Ha anche avuto difficoltà a camminare senza aiuto da un’operazione all’anca fallita nel 2012. Nel febbraio 2020, alla vigilia della pandemia di coronavirus, suo figlio Edinho ha detto che lo stato fisico malato di Pelé lo aveva lasciato depresso.
Lunedì si terrà una veglia di 24 ore per Pelé al centro del campo allo stadio del Santos, il club della sua città natale dove ha iniziato a giocare da adolescente e dove rapidamente è diventato famoso.
Il presidente degli Stati Uniti Joe Biden ha dichiarato sul suo Twitter che l’ascesa di Pelé da umili origini a leggenda del calcio è stata una storia di “ciò che è possibile”.
Pelé, il cui nome di battesimo era Edson Arantes do Nascimento, si unì al Santos nel 1956 e trasformò il piccolo club costiero in uno dei nomi più famosi del calcio.
Oltre a una serie di titoli regionali e nazionali, Pelé ha vinto due Copa Libertadores, l’equivalente sudamericano della Champions League, e due Coppe Intercontinentali, il torneo annuale che si tiene tra le migliori squadre di Europa e Sud America.

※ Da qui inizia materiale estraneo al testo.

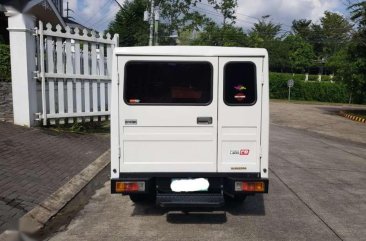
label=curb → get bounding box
[339,111,366,123]
[7,150,110,240]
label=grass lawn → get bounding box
[346,110,366,119]
[45,120,110,134]
[270,99,366,108]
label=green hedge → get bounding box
[269,72,330,81]
[0,44,11,81]
[269,73,349,103]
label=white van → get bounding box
[111,46,269,208]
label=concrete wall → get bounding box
[0,81,13,121]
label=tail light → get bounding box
[235,182,265,192]
[116,182,145,192]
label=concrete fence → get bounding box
[8,14,118,126]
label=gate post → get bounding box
[8,13,37,127]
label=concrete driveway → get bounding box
[51,125,366,241]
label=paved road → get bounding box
[51,125,366,241]
[270,100,366,144]
[0,122,109,233]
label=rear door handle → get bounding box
[197,117,212,125]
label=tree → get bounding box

Ha portato a casa tre medaglie di vincitore della Coppa del Mondo, la prima volta a 17 anni in Svezia nel 1958, la seconda in Cile quattro anni dopo – anche se ha saltato la maggior parte del torneo per infortunio – e la terza in Messico nel 1970, quando ha guidato quella che è considerata una delle più grandi squadre di sempre a giocare.

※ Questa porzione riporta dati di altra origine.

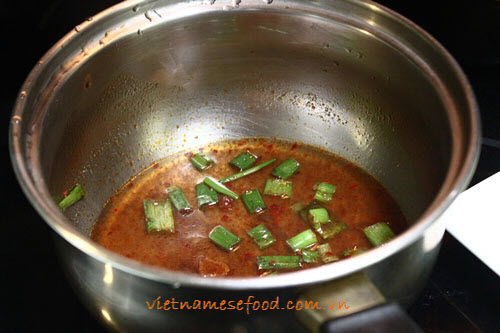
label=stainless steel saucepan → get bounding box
[10,0,480,332]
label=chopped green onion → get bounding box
[203,177,239,199]
[220,158,276,183]
[58,184,85,212]
[273,158,300,179]
[208,225,241,251]
[342,246,367,257]
[286,229,318,252]
[299,200,347,239]
[302,250,318,263]
[191,153,214,171]
[257,256,300,269]
[363,222,395,246]
[229,151,257,171]
[299,200,322,224]
[248,224,276,249]
[241,190,266,214]
[167,186,193,214]
[143,200,174,232]
[314,183,335,202]
[196,183,219,208]
[309,207,330,223]
[318,243,339,264]
[313,221,347,239]
[264,178,292,199]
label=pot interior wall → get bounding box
[40,7,452,234]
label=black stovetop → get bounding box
[0,0,500,332]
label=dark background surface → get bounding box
[0,0,500,332]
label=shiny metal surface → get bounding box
[10,0,479,330]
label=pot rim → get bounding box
[9,0,480,290]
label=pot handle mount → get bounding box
[296,272,422,333]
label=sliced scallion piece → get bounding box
[314,183,335,203]
[58,184,85,212]
[229,151,257,171]
[220,158,276,183]
[143,200,174,232]
[167,186,193,214]
[257,256,300,270]
[342,246,368,257]
[196,183,219,208]
[299,200,347,239]
[241,190,266,214]
[302,250,318,264]
[309,207,330,223]
[191,153,214,171]
[273,158,300,179]
[248,224,276,249]
[363,222,395,246]
[264,178,292,199]
[203,177,239,199]
[286,229,318,252]
[318,243,339,264]
[208,225,241,251]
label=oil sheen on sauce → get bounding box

Si ritirò dal Santos nel 1974, ma un anno dopo fece un ritorno a sorpresa firmando un lucroso accordo per unirsi al New York Cosmos nell’allora nascente North American Soccer League.
Nella sua gloriosa carriera di 21 anni ha segnato 1.278 gol, record inarrivabile.

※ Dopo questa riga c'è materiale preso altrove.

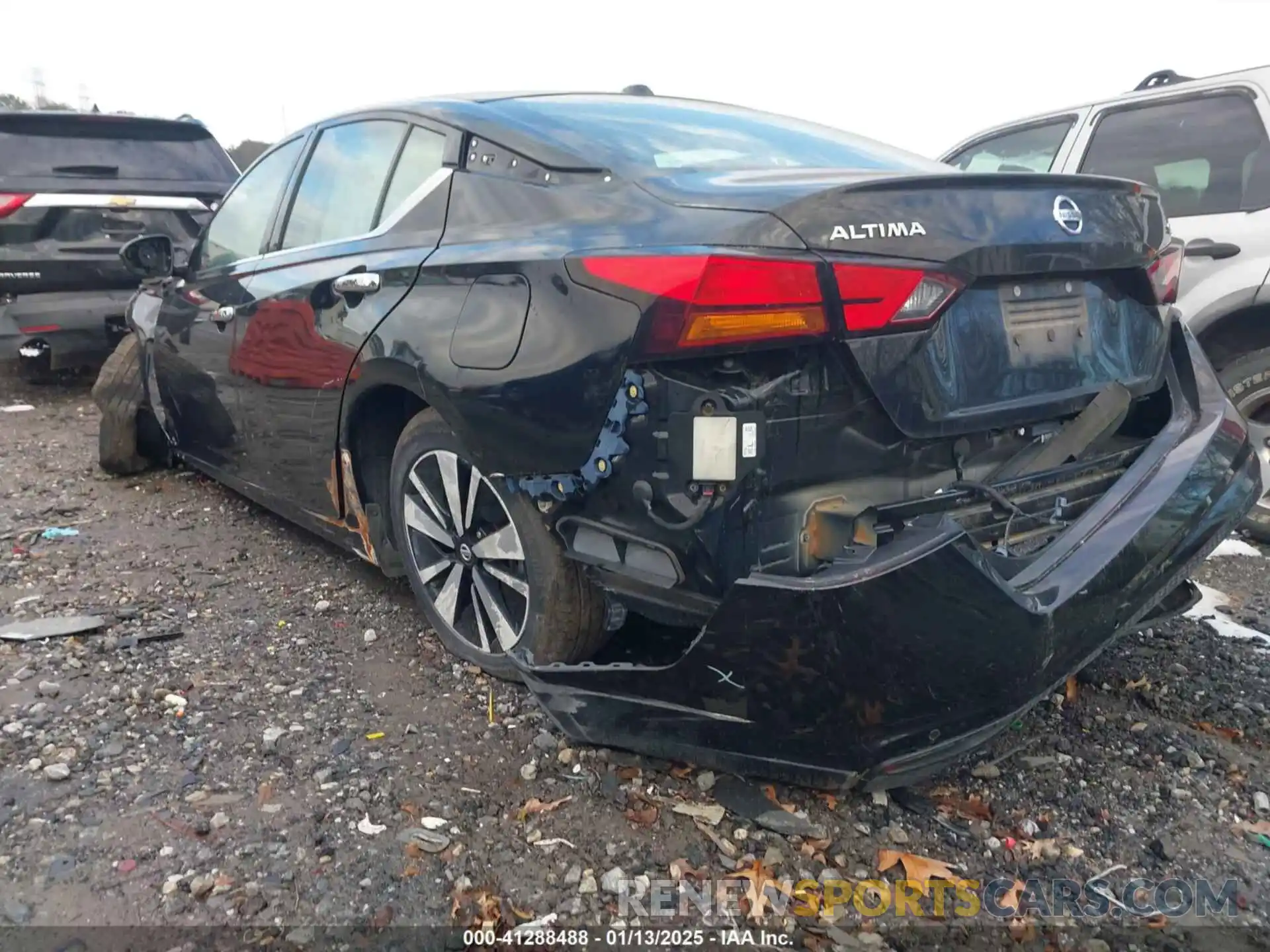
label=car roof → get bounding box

Pelé, però, ha trasceso il calcio, come nessun giocatore prima o dopo, ed è diventato una delle prime icone globali del 20° secolo.
Con il suo sorriso vincente e un’incredibile umiltà che ha affascinato legioni di fan, era conosciuto molto meglio di molte star, papi o presidenti.
Pelé ha attribuito il suo mix unico di talento, genio creativo e abilità tecnica al suo passato che lo hanno portato a giocare a pick-up in una piccola città brasiliana, spesso usando pompelmi o stracci imbottiti perché la sua famiglia non poteva permettersi una vera palla.
Pelé è stato nominato “Atleta del secolo” dal Comitato olimpico internazionale, co-“Giocatore di calcio del secolo” dall’ente calcistico mondiale FIFA e “tesoro nazionale” dal governo brasiliano.
La sua celebrità era spesso travolgente. Gli adulti cresciuti scoppiavano a piangere in sua presenza con regolarità. Quando era un giocatore, i fan in cerca di souvenir si precipitavano in campo dopo le partite e gli strappavano pantaloncini, calze e persino biancheria intima.
La sua casa in Brasile era a meno di un miglio da una spiaggia, ma non ci andò per circa vent’anni per paura della folla.
Eppure, anche nei momenti indifesi tra amici, raramente si lamentava. Credeva che il suo talento fosse un dono divino, e ha parlato in modo commovente di come il calcio gli abbia permesso di viaggiare per il mondo, portare allegria ai malati di cancro e ai sopravvissuti a guerre e carestie, e provvedere a una famiglia che, crescendo, spesso non conosceva la fonte del loro prossimo pasto.
“Dio mi ha dato questa capacità per un motivo: rendere felici le persone”, disse durante un’intervista. “Non importa quello che ho fatto, ho cercato di non dimenticarlo”.
La federazione calcistica brasiliana CBF ha dichiarato: “Pelé era molto più del più grande sportivo di tutti i tempi … Il re del calcio è stato l’ultimo esponente di un Brasile vittorioso”.
Anche Kylian Mbappé, la stella francese che molti considerano l’attuale miglior calciatore del mondo, ha espresso le sue condoglianze.